Shokz OpenRun Pro 2: auriculares de conducción ósea para ir al trabajo en bici

Equipo · Publicado 11/6/2026 ·

Cotidiano

Después de comer, me senté al escritorio y, mientras juagaba distraídamente con algo que tenía en la mano… acabé haciendo unas cuantas fotos. Para un señor cuarentón que va y vuelve del trabajo en bici, unos auriculares de conducción ósea son una cosa más importante de lo que parece. Como no te tapan los oídos, oyes el coche que viene por detrás, el timbre del ciclista que te adelanta por el lado, todo. Ir por el carril bici del río Han con los oídos taponados y la música a tope… siendo sinceros, es un poco peligroso, ¿no? Hoy, en vez de una reseña pretenciosa sobre salir a rodar, me apetece contar con calma la historia de este cacharro naranja que tengo sobre la mesa.
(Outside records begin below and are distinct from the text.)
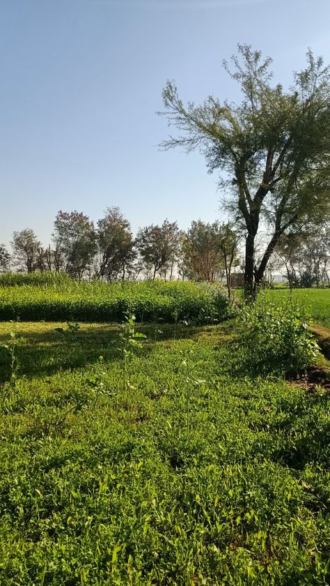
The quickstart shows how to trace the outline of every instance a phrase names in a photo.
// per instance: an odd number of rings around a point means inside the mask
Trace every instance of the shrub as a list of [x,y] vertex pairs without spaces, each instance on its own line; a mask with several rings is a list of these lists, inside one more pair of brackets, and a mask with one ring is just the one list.
[[291,299],[280,304],[264,293],[239,315],[245,368],[258,373],[294,375],[315,361],[319,347],[306,310]]

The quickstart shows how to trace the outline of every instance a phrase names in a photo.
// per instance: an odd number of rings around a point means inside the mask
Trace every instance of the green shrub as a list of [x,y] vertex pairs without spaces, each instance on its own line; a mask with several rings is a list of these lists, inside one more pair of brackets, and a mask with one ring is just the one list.
[[261,292],[239,315],[243,363],[258,373],[293,375],[313,363],[319,347],[306,311],[291,299],[272,303]]

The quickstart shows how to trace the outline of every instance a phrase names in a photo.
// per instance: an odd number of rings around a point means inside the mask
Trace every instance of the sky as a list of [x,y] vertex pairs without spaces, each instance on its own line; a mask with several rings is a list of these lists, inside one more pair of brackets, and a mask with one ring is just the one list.
[[162,90],[237,101],[222,68],[251,44],[285,87],[308,47],[330,63],[329,0],[0,0],[0,243],[58,210],[95,222],[118,206],[133,231],[224,219],[198,153],[162,151]]

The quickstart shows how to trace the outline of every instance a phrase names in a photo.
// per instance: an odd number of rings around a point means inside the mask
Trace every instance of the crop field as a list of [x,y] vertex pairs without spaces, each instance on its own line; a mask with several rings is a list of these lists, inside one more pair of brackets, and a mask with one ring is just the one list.
[[15,276],[13,283],[0,279],[0,320],[120,321],[129,307],[134,307],[140,322],[161,319],[203,324],[228,317],[221,286],[160,280],[79,283],[68,278],[40,280],[39,284],[38,278],[22,276],[21,280]]
[[0,583],[327,583],[327,393],[233,322],[136,326],[124,386],[118,327],[0,326]]
[[217,287],[15,283],[0,303],[109,290],[118,321],[152,299],[149,323],[0,323],[0,584],[329,583],[330,382],[247,370]]

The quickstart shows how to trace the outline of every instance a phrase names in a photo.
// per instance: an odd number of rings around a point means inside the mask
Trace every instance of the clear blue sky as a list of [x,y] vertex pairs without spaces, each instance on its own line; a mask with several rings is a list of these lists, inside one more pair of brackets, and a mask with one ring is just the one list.
[[157,148],[166,80],[235,100],[221,61],[247,43],[290,85],[308,46],[330,62],[329,22],[329,0],[2,0],[0,243],[47,243],[59,209],[119,206],[134,231],[221,217],[203,158]]

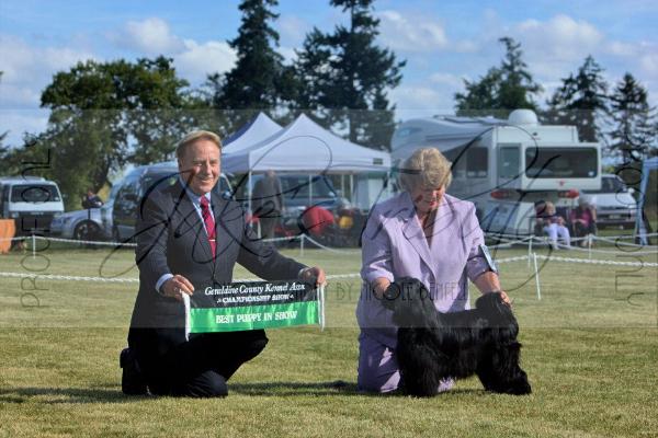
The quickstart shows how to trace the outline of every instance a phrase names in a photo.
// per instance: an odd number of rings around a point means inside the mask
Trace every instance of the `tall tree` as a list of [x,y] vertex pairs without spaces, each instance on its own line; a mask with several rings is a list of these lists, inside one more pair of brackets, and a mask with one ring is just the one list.
[[563,84],[548,100],[546,118],[551,123],[577,126],[582,141],[602,140],[599,123],[608,114],[606,93],[603,69],[590,55],[576,74],[563,79]]
[[542,92],[523,60],[521,44],[509,36],[499,39],[506,54],[499,67],[491,67],[477,81],[464,80],[465,93],[456,93],[457,114],[507,116],[517,108],[537,111],[533,96]]
[[48,157],[49,176],[67,195],[68,208],[86,188],[99,189],[111,171],[172,157],[189,127],[183,89],[171,60],[79,62],[55,74],[42,94],[50,110],[45,132],[29,136],[21,157]]
[[648,92],[631,73],[624,74],[610,96],[614,128],[609,132],[610,149],[624,163],[642,161],[655,152],[656,115],[648,104]]
[[229,42],[238,61],[225,74],[208,76],[212,105],[231,111],[232,128],[260,110],[276,111],[294,92],[291,67],[283,65],[283,57],[275,50],[279,33],[270,24],[279,18],[271,10],[277,4],[277,0],[242,0],[238,36]]
[[331,0],[350,23],[306,36],[297,53],[298,106],[313,111],[324,126],[347,131],[351,141],[386,148],[395,128],[387,93],[399,85],[406,61],[375,44],[379,20],[373,2]]

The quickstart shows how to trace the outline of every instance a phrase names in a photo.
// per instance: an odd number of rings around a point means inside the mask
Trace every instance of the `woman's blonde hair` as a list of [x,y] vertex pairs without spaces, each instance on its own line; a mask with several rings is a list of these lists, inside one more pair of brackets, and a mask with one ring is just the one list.
[[451,165],[436,148],[417,149],[399,169],[400,185],[406,191],[417,187],[447,188],[452,183]]
[[209,130],[193,130],[188,134],[175,147],[175,157],[182,159],[185,154],[188,147],[196,140],[209,140],[217,146],[217,149],[222,152],[222,139],[215,132]]

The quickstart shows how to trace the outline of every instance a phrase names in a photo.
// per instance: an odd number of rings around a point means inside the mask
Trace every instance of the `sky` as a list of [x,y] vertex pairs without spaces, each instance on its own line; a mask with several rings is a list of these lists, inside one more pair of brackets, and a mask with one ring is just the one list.
[[[0,132],[16,145],[44,129],[41,92],[78,61],[136,60],[160,54],[200,85],[225,72],[236,54],[227,41],[240,25],[238,0],[0,0]],[[305,35],[348,16],[329,0],[280,0],[273,27],[287,61]],[[397,119],[454,112],[454,93],[500,64],[511,36],[521,43],[544,103],[588,55],[614,85],[631,72],[658,104],[658,2],[650,0],[378,0],[378,44],[407,60],[389,93]],[[651,31],[654,28],[654,31]]]

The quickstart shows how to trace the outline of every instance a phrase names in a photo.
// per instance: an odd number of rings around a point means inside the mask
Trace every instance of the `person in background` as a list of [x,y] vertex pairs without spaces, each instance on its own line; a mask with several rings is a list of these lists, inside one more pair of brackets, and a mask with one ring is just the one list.
[[[570,222],[574,227],[575,238],[597,234],[597,210],[582,197],[578,199],[578,207],[571,210]],[[587,246],[587,239],[580,241],[580,246]]]
[[325,283],[325,272],[281,255],[247,226],[246,214],[213,187],[220,174],[219,137],[193,131],[177,147],[179,178],[150,192],[137,217],[135,260],[139,291],[120,356],[126,394],[227,395],[227,381],[258,356],[263,330],[185,331],[183,296],[229,284],[236,263],[268,280]]
[[87,189],[87,195],[82,198],[82,208],[100,208],[103,206],[103,200],[93,193],[91,188]]
[[571,235],[569,229],[565,226],[565,218],[557,215],[555,205],[549,200],[538,200],[535,203],[535,234],[546,234],[551,247],[557,250],[558,238],[566,247],[571,246]]
[[273,170],[266,171],[253,186],[251,208],[260,222],[261,238],[272,239],[283,211],[281,180]]

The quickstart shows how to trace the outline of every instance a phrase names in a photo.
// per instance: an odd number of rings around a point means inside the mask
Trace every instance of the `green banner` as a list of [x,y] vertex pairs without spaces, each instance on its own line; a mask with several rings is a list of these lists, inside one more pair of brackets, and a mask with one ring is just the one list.
[[208,286],[195,290],[189,304],[188,333],[324,323],[320,291],[299,280]]

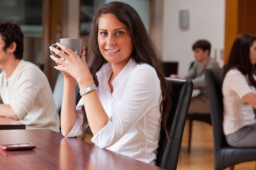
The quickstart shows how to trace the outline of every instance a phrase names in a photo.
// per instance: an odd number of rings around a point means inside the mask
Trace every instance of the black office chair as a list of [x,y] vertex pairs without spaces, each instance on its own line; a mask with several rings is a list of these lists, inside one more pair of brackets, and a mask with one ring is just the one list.
[[[189,70],[190,70],[193,66],[194,63],[194,61],[192,61],[191,62]],[[192,137],[193,121],[194,120],[197,120],[198,121],[203,121],[211,125],[211,113],[191,113],[188,115],[187,118],[189,120],[189,142],[188,146],[188,152],[190,153],[190,150],[191,150],[191,138]]]
[[44,67],[45,66],[45,64],[44,63],[40,62],[37,62],[35,63],[35,64],[37,66],[38,66],[40,70],[41,70],[42,71],[44,71]]
[[256,148],[235,148],[227,143],[223,134],[222,92],[224,69],[207,69],[204,72],[209,93],[214,144],[214,169],[223,170],[235,164],[256,160]]
[[193,83],[191,80],[166,79],[170,83],[173,91],[172,104],[167,123],[170,140],[166,138],[164,129],[162,129],[156,161],[157,166],[174,170],[178,163]]

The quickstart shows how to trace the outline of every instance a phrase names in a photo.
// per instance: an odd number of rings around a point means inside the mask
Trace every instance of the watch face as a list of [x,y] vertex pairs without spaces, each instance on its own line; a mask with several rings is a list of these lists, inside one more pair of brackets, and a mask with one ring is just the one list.
[[97,87],[96,87],[96,85],[95,84],[92,84],[85,86],[80,90],[79,92],[81,96],[82,96],[83,95],[94,90],[97,90]]

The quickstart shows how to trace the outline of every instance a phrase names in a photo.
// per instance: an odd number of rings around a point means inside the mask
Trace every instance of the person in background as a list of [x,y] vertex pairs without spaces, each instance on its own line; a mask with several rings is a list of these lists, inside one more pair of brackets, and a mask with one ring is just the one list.
[[60,132],[60,118],[48,79],[39,68],[22,60],[24,35],[19,25],[0,21],[0,116],[26,129]]
[[[126,3],[100,6],[91,25],[88,50],[83,47],[81,57],[60,43],[68,55],[49,47],[62,58],[50,56],[64,75],[62,133],[81,134],[84,140],[89,125],[96,146],[155,165],[161,121],[166,132],[171,105],[156,49]],[[76,107],[76,82],[82,98]]]
[[222,86],[223,131],[227,143],[256,147],[256,37],[235,40],[225,66]]
[[[198,40],[193,44],[192,49],[195,61],[183,78],[192,80],[194,89],[199,89],[200,92],[197,96],[191,99],[188,114],[209,113],[211,110],[204,71],[206,69],[220,68],[220,66],[216,60],[210,57],[211,44],[209,41]],[[173,74],[169,77],[181,78],[178,75]]]

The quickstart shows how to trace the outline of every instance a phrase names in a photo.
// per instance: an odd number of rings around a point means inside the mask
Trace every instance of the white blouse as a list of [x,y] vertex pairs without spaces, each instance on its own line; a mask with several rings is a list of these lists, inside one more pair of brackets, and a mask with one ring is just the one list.
[[[112,81],[111,94],[108,81],[112,73],[111,64],[107,63],[97,73],[97,92],[109,120],[92,141],[101,148],[155,165],[162,98],[155,70],[130,59]],[[83,105],[81,99],[76,106],[76,122],[66,137],[81,134]]]
[[256,124],[252,106],[242,99],[250,93],[255,94],[256,90],[254,87],[249,86],[242,73],[236,69],[229,71],[223,80],[222,92],[225,135],[234,133],[245,126]]

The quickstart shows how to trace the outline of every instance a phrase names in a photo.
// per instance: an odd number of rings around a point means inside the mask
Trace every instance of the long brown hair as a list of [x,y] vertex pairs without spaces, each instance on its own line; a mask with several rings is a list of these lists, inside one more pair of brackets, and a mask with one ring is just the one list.
[[227,63],[225,66],[223,78],[231,69],[236,68],[243,74],[248,75],[250,85],[256,87],[253,75],[255,74],[255,65],[252,65],[250,59],[250,48],[256,41],[256,37],[247,34],[238,35],[231,48]]
[[[147,63],[156,71],[160,81],[163,99],[160,111],[162,117],[162,126],[167,134],[166,128],[167,118],[171,106],[170,95],[171,87],[165,79],[161,60],[155,46],[153,44],[139,15],[135,10],[128,4],[113,1],[100,6],[95,11],[91,23],[91,33],[86,58],[90,71],[96,85],[99,84],[96,73],[102,65],[107,62],[101,54],[98,43],[99,20],[106,13],[115,15],[121,22],[127,25],[134,44],[131,57],[137,63]],[[162,111],[163,104],[165,106]],[[85,128],[88,124],[85,112],[83,124],[81,139],[85,139]]]

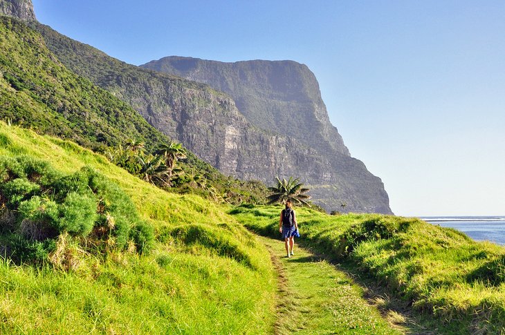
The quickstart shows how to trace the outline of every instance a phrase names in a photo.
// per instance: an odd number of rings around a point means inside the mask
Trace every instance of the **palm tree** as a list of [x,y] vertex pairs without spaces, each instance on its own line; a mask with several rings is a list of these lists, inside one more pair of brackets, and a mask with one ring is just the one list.
[[155,180],[165,182],[167,169],[163,164],[162,158],[163,156],[153,156],[152,155],[137,156],[138,164],[140,165],[139,173],[142,179],[152,184],[154,184]]
[[171,142],[169,144],[165,143],[161,144],[156,153],[164,157],[165,164],[170,170],[175,168],[175,164],[178,160],[183,160],[186,157],[186,151],[183,145],[174,142]]
[[144,144],[143,142],[135,139],[130,140],[127,142],[127,149],[128,150],[131,150],[134,153],[143,151],[145,146],[145,144]]
[[268,191],[272,192],[272,194],[267,197],[268,203],[282,203],[289,200],[294,204],[302,204],[310,207],[306,200],[310,199],[311,197],[304,194],[310,190],[303,187],[303,184],[300,182],[300,178],[293,179],[293,177],[290,177],[288,180],[284,178],[281,180],[279,177],[276,177],[275,179],[277,179],[277,185],[268,187]]

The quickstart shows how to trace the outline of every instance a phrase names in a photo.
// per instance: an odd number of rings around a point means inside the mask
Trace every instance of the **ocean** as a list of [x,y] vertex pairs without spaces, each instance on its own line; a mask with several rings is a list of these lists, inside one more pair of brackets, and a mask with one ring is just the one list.
[[476,241],[505,245],[505,216],[421,216],[432,224],[454,228]]

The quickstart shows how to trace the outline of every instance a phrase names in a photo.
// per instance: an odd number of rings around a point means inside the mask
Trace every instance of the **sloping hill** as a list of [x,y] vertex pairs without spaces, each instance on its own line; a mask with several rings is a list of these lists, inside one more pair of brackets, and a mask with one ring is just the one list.
[[[129,104],[69,70],[48,50],[40,34],[24,23],[0,17],[0,119],[98,151],[125,147],[135,140],[152,153],[171,142]],[[219,196],[230,201],[264,197],[261,183],[229,178],[192,152],[186,153],[181,163],[186,175],[204,176]],[[205,193],[184,186],[181,179],[185,191]]]
[[300,177],[327,210],[345,202],[350,211],[391,213],[384,185],[360,161],[323,157],[296,138],[262,130],[232,98],[207,85],[127,64],[37,22],[30,26],[68,68],[127,102],[222,173],[268,183],[277,175]]
[[[249,206],[230,213],[276,237],[279,211]],[[383,307],[421,323],[414,334],[505,332],[505,247],[415,218],[333,216],[302,208],[296,215],[305,247],[381,287]]]
[[[0,332],[272,332],[276,282],[268,252],[222,208],[161,191],[71,142],[1,122],[0,143],[1,159],[42,160],[62,175],[84,166],[98,171],[125,192],[156,236],[143,256],[96,253],[86,238],[57,244],[74,255],[69,271],[0,260]],[[5,204],[0,209],[4,227]]]

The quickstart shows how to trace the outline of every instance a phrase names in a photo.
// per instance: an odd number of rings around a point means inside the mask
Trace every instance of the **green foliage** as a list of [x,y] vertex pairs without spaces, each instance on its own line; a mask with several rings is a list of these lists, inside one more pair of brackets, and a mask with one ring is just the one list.
[[[36,195],[42,206],[53,201],[59,208],[70,192],[93,193],[99,216],[86,238],[64,233],[32,242],[9,230],[18,227],[19,218],[7,224],[18,213],[3,207],[0,199],[0,251],[8,255],[0,258],[0,333],[273,332],[277,282],[269,253],[225,213],[228,207],[164,191],[67,141],[0,122],[2,135],[9,144],[0,146],[0,166],[9,161],[26,175],[22,152],[34,161],[50,162],[58,171]],[[0,169],[7,179],[18,178],[10,170],[3,172]],[[24,178],[37,183],[47,175]],[[139,220],[134,220],[136,212]],[[131,224],[125,249],[118,247],[115,229],[110,229],[121,216]],[[162,238],[175,227],[196,222],[212,233],[214,242],[186,245],[170,233]],[[25,247],[10,244],[15,240]],[[152,247],[147,248],[149,240]],[[237,253],[218,249],[226,242]],[[32,266],[37,254],[44,266]],[[242,259],[252,266],[235,255],[246,257]]]
[[58,230],[86,237],[91,232],[98,218],[97,200],[93,195],[69,192],[59,211]]
[[276,177],[276,179],[277,185],[268,187],[268,191],[271,192],[271,194],[267,197],[269,204],[284,203],[290,200],[294,204],[310,207],[306,200],[311,197],[304,194],[310,190],[303,187],[303,184],[300,182],[300,178],[293,179],[293,177],[290,177],[288,180],[285,179],[281,180],[279,177]]
[[154,243],[154,229],[144,222],[138,222],[130,231],[130,236],[139,253],[149,252]]
[[3,196],[8,199],[8,204],[12,205],[26,198],[40,186],[25,178],[16,178],[1,185]]
[[[226,199],[232,204],[264,202],[264,185],[237,180],[230,183],[229,178],[150,126],[115,95],[64,66],[48,50],[46,44],[55,50],[58,46],[51,41],[71,43],[69,39],[36,22],[30,24],[36,26],[48,39],[44,41],[40,33],[24,23],[0,17],[0,119],[12,120],[39,133],[71,140],[102,152],[130,173],[163,187],[173,186],[174,191],[196,193],[218,201]],[[59,57],[75,57],[75,46],[59,46],[62,52],[68,51],[67,47],[72,50],[71,55],[59,53]],[[90,52],[90,57],[98,52],[95,49]],[[131,71],[129,66],[116,61],[115,66],[124,68],[124,76],[128,77]],[[90,66],[81,65],[81,71]],[[145,77],[149,77],[147,73],[140,70],[135,80],[148,80]],[[109,79],[111,85],[121,79],[116,76]],[[174,83],[195,85],[178,81]],[[172,93],[171,99],[174,99],[176,93]],[[5,140],[0,138],[0,141]],[[156,153],[163,158],[158,158]],[[176,160],[179,160],[178,166],[176,166]],[[190,185],[190,181],[183,175],[191,171],[203,176],[208,187]]]
[[[230,213],[259,233],[278,236],[280,210],[239,207]],[[372,278],[430,327],[490,334],[505,327],[503,247],[416,218],[295,210],[308,246]]]
[[152,247],[152,228],[139,218],[129,197],[93,169],[64,175],[28,156],[1,157],[0,166],[0,209],[14,216],[3,232],[10,236],[15,260],[38,263],[45,255],[47,261],[50,250],[44,248],[66,233],[86,238],[83,249],[92,241],[95,252],[104,252],[111,242],[123,249],[130,240],[141,253]]

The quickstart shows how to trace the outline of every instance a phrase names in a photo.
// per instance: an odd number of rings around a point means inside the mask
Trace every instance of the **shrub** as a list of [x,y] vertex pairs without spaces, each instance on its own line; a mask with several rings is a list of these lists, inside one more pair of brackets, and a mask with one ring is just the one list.
[[57,236],[58,205],[55,202],[34,196],[19,204],[18,213],[19,231],[25,238],[42,241]]
[[16,178],[1,186],[1,191],[9,205],[13,205],[40,189],[40,186],[27,179]]
[[[139,253],[154,242],[152,228],[142,221],[131,198],[116,184],[84,167],[63,175],[46,162],[27,156],[0,158],[0,238],[16,261],[38,263],[59,235],[92,239],[77,240],[89,252],[131,240]],[[4,220],[5,219],[5,220]],[[5,222],[4,222],[5,221]]]
[[139,253],[148,252],[154,243],[154,229],[143,221],[138,222],[130,234]]
[[60,233],[87,236],[98,218],[96,198],[93,195],[71,192],[60,207],[61,218],[58,220]]

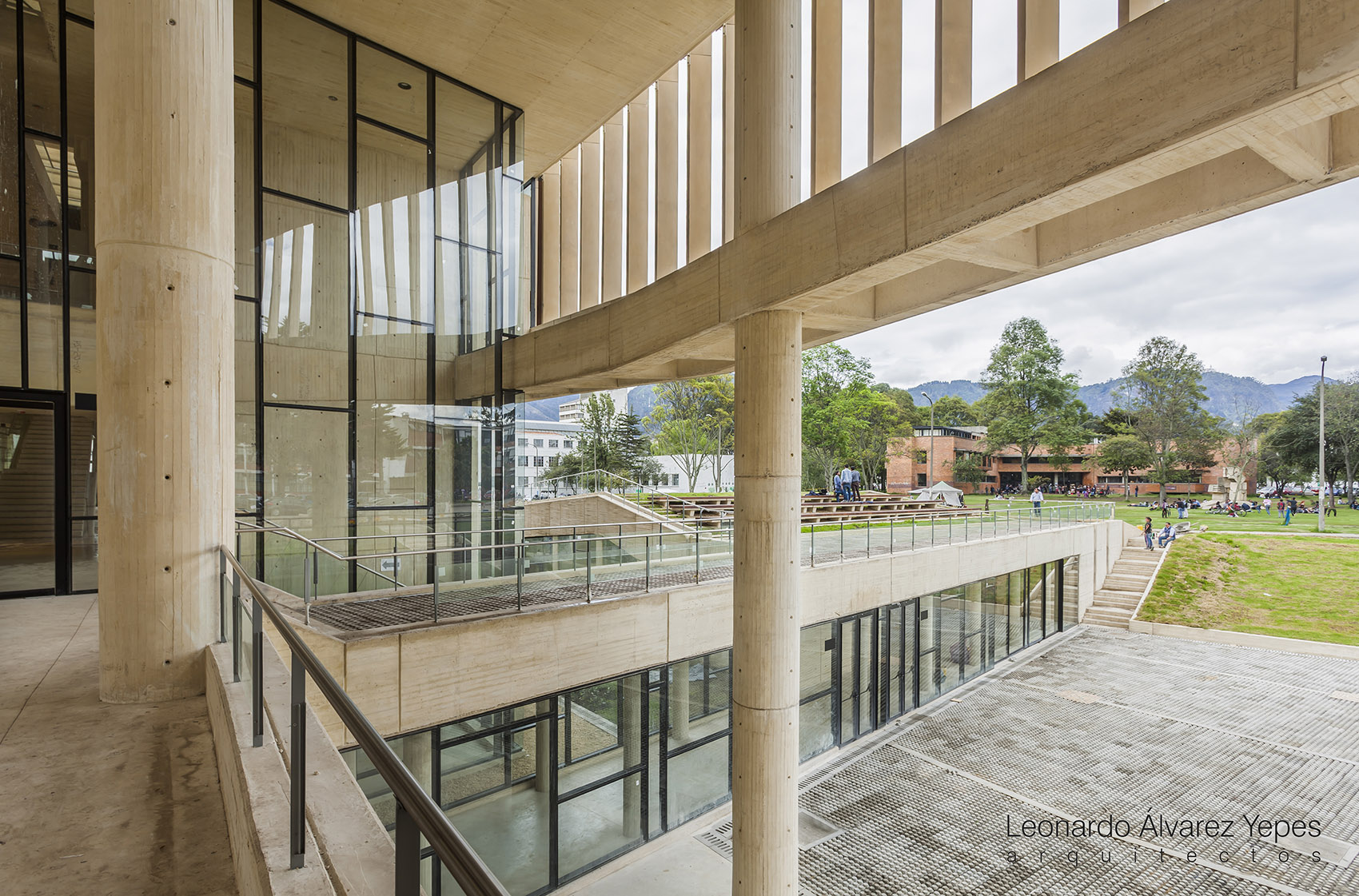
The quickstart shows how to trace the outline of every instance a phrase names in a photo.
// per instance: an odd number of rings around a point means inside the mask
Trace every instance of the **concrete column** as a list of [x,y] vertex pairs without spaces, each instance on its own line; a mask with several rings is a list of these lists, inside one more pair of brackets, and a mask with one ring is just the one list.
[[901,148],[901,0],[868,0],[868,160]]
[[811,5],[811,192],[840,182],[844,0]]
[[204,692],[231,545],[230,0],[102,0],[95,29],[99,696]]
[[1165,0],[1118,0],[1118,27],[1128,24],[1133,19],[1147,15]]
[[538,700],[538,715],[546,715],[533,726],[533,789],[538,793],[552,790],[552,726],[557,723],[552,711],[556,697],[552,700]]
[[1060,0],[1019,0],[1019,80],[1033,77],[1061,58],[1057,44]]
[[420,731],[401,738],[401,761],[427,794],[434,786],[434,736]]
[[935,0],[935,126],[972,109],[972,0]]
[[542,173],[542,322],[561,317],[561,163]]
[[599,288],[605,302],[622,295],[622,197],[626,152],[620,111],[603,126],[603,245],[599,247],[603,269]]
[[[650,92],[650,91],[648,91]],[[628,105],[628,292],[647,286],[651,249],[651,98]]]
[[722,26],[722,242],[737,227],[737,26]]
[[[647,689],[643,676],[628,676],[622,680],[622,706],[618,707],[618,737],[622,740],[622,764],[636,768],[641,764],[646,748]],[[622,782],[622,829],[628,836],[641,832],[641,778],[628,778]]]
[[603,213],[602,132],[580,143],[580,307],[599,305],[599,226]]
[[656,279],[680,266],[680,67],[656,82]]
[[689,53],[689,261],[712,252],[712,35]]
[[671,666],[670,678],[670,737],[678,744],[689,741],[689,670],[693,661],[685,659]]
[[580,147],[561,156],[561,317],[580,310]]
[[[792,208],[802,3],[737,0],[737,232]],[[802,314],[737,320],[733,896],[798,892]]]

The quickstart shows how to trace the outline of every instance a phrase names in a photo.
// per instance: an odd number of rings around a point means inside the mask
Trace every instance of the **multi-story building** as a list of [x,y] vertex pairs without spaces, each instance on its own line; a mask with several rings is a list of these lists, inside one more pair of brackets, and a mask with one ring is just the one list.
[[[968,0],[0,4],[5,891],[527,896],[730,799],[796,892],[799,761],[1124,542],[805,553],[802,349],[1359,175],[1359,0],[1057,5],[972,109]],[[529,528],[523,400],[727,371],[730,526]]]
[[[985,445],[987,427],[916,427],[911,438],[897,438],[887,443],[887,491],[908,492],[943,480],[968,494],[1000,494],[1019,489],[1022,480],[1019,449],[1007,445],[995,450]],[[1042,476],[1049,488],[1093,488],[1109,492],[1123,492],[1123,473],[1106,470],[1094,460],[1098,443],[1078,445],[1065,454],[1053,455],[1040,447],[1029,457],[1029,476]],[[932,453],[931,453],[932,451]],[[980,483],[957,480],[953,475],[955,461],[970,457],[981,466]],[[1241,481],[1245,494],[1256,491],[1254,465],[1249,464],[1243,475],[1233,468],[1220,454],[1215,455],[1212,466],[1201,470],[1188,470],[1180,475],[1180,481],[1169,483],[1166,491],[1176,495],[1210,495],[1223,498],[1230,488]],[[1129,494],[1140,495],[1161,491],[1151,484],[1151,470],[1132,470],[1128,477]],[[1238,487],[1239,491],[1239,487]]]

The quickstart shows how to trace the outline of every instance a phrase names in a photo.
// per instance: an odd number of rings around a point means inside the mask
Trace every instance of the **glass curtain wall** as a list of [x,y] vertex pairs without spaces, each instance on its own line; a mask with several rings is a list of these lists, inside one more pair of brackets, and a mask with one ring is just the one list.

El Shokz naranja, plantado sobre el escritorio

Naranja… al principio pensé que igual era un poco demasiado, pero al usarlo le acabé cogiendo cariño. Dejándolo así, sin más, sobre la alfombrilla gris del escritorio, el color cobra vida. Tiene forma de cinta de cuello, se apoya por detrás de la nuca, y resulta que eso no choca con la correa del casco de la bici, así que es perfecto para los trayectos al trabajo. Pesa poco, además, y cuando lo llevas puesto un buen rato dejas de notar que lo tienes encima. Para alguien al que le gusta ir ligero, esa levedad le suma muchos puntos de entrada.


El logo de SHOKZ, de perfil

Lo cogí con la mano y le hice una foto de perfil. La parte donde está estampado el logo blanco de SHOKZ es donde va el transductor de conducción ósea, que se apoya rozando ligeramente el hueso de delante de la oreja. Esa cosa que tanto se menciona en los anuncios… yo simplemente lo llamo conducción ósea. ¿Veis el pellejito levantado en el dedo? Ay, a esta edad hasta las manos se me ponen resecas, jajaja. En fin, puesto en la oreja de esta forma, el canal auditivo queda completamente abierto, así que mientras pedaleo me entran todos los sonidos de alrededor. Para quien va y viene del trabajo en bici, eso es lo realmente esencial.


Los botones y los sellos de certificación

Le di la vuelta y miré la parte de abajo. Arriba lleva el botón multifunción y el de volumen, y está repleto de sellos de certificación y del grabado del modelo. Marcas tipo CE, certificaciones de radiofrecuencia y cosas así… es una cara que normalmente nunca miras, pero viéndola así pienso, anda, qué bien hecho está esto. Los botones tienen el grosor justo para poder pulsarlos incluso con guantes. Para pasar de canción o bajar el volumen mientras ruedo, se dejan encontrar y pulsar a tientas bastante bien. Son detalles menores, pero para el uso diario al trabajo este tipo de cosas importan.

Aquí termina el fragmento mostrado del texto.